Just a week back, Dinesh Karthik did something incredible. Needing five runs off the last ball, Karthik hit a flat-bat six over extra cover to keep India's T20 record against Bangladesh intact. A six off the last ball can land you a win in cricket, but you will end up as the loser if you follow the same blitzkrieg approach in your real life when it comes to managing money.
Brought up on a fodder of 'chamatkar' (miracle), and 'in the end, everything will be good' statements, we Indians often leave lull ourselves into a deep slumber and a misplaced sense of security. Be it about catching a train/flight, studying for an exam/interview or saving for long-term financial goals, our lack of planning can only be matched by our not-so brilliant last-minute ideas that are risky and often ineffective.
Failing to plan is planning to fail - Any financial goal leads to a finite numerical value. For some, a worry-free retirement may require Rs 50,000 a month. For others, Rs 30,000 will do. Your child's higher education may require over Rs 1 crore if you plan to send her/him abroad. If you manage to save only half of it, your child may require significant financial help from a bank or a grant from the education institution. A daughter's marriage will require about Rs 8-10 lakh in a middle-income household and over Rs 20-25 lakh for the slightly richer.

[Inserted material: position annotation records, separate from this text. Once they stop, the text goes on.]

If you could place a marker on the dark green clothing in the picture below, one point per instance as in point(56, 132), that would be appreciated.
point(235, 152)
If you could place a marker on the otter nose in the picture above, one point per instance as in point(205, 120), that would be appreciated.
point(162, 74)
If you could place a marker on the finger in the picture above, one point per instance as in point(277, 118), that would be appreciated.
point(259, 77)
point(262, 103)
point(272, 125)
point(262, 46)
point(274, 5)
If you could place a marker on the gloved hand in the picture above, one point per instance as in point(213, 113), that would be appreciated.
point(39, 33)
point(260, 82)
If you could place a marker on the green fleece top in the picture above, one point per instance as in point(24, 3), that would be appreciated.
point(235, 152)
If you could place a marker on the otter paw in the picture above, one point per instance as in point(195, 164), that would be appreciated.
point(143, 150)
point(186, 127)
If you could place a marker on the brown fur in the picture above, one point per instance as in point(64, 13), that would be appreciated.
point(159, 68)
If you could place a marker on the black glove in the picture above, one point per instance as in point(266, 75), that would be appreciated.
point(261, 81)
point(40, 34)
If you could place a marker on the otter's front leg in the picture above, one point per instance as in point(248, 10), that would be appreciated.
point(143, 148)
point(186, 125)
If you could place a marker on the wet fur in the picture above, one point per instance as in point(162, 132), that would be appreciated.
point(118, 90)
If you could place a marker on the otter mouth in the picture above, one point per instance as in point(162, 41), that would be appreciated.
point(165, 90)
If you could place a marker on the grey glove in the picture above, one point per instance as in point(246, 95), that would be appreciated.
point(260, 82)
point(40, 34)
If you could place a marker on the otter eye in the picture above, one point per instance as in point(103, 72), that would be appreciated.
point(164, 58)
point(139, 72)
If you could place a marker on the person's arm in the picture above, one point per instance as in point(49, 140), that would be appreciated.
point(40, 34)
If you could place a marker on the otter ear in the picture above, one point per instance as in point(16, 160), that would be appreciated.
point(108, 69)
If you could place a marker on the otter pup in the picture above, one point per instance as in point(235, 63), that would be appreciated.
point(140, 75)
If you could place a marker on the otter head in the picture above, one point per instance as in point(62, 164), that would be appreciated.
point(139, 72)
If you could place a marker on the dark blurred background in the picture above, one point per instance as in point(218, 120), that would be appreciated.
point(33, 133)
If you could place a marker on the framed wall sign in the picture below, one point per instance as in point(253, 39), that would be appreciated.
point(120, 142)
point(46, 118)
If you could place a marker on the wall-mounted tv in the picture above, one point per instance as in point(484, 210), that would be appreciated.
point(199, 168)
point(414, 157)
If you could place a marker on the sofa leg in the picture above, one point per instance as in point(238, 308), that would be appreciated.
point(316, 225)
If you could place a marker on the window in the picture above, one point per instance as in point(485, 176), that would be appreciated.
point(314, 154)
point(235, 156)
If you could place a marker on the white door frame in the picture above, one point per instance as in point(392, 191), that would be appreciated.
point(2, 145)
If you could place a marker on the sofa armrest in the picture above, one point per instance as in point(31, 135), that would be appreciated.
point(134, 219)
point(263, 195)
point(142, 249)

In all the cases if you do not reach your financial goal with the set time-limit, life becomes harder and uncertain. This is why a last-ball six move never helps. If you are planning to build a corpus of Rs 50 lakh in 25 years, start investing as little as Rs 3,000 a month in an avenue that gives 12% annual return. You will reach your course. If the return drops to 11%, you will still reach Rs 48 lakh if you repeat the exercise diligently. But if you want to build Rs 50 lakh in 10 years, you will require a sizeable Rs 24,000 a month. If you want to build Rs 50 lakh in 5 years, you will need an impossible Rs 65000 a month. For an industrialist or a rich businessman, the cost of not saving enough for daughter's marriage is virtually nothing because they can always make up for the shortfall from their assets. For a middle-class parent, however, not planning adequately is a too heavy price to pay when the goal stares at you.
One-offs cannot happen regularly - How many cricket matches have you seen where the batsman wins the game by hitting a six off the last ball? Not many. The beauty of a last-ball six is in its improbability. It is a miracle. Many families receive a large sum of money once in a lifetime. Proceeds from a rural land sale, a share of family property or an old relative leaving quite a chunk of their fortune are possible. However, we cannot count on them. There is a reason why these lump sum inflows happen just once (twice if you are lucky) in a lifetime - one can get family share of property only once because most of us have one family; land sales happen in 20/30 years because unless land is held for long years it does not generate wealth; old relatives may die but only very few can leave a sizeable portion for each one of us.
Financial events where you will be a beneficiary without playing an active part are extremely rare. Hence, depending on such inflows of money to attain a life goal or to support your retirement or child's education or marriage is an extremely erroneous strategy. We live in a world where consumer brands have perfected the art of pandering to instant gratification. So, losing track of the long-term is easy when loans are being given to help you enjoy your next foreign vacation. Salaried employees are preponing expenses even when the annual bonus is unsure. The only way to survive in such a world is to totally forget one-offs, even if they are remotely certain. Being forgetful about such windfalls will shape your brain towards a more sustainable and regular plan to attain goals.
As spectators we enjoy a cricket match going down to the wire. The sheer unpredictability gives us the excitement. Yet, these fluctuations are what makes us afraid if they happen in your financial lives. Real life is not a cricket match. List out your financial goals and arrive at the steps that should be taken by you to reach the destination. Stay on the course and remain disciplined.
The author is a personal finance journalist with over 13 years experience.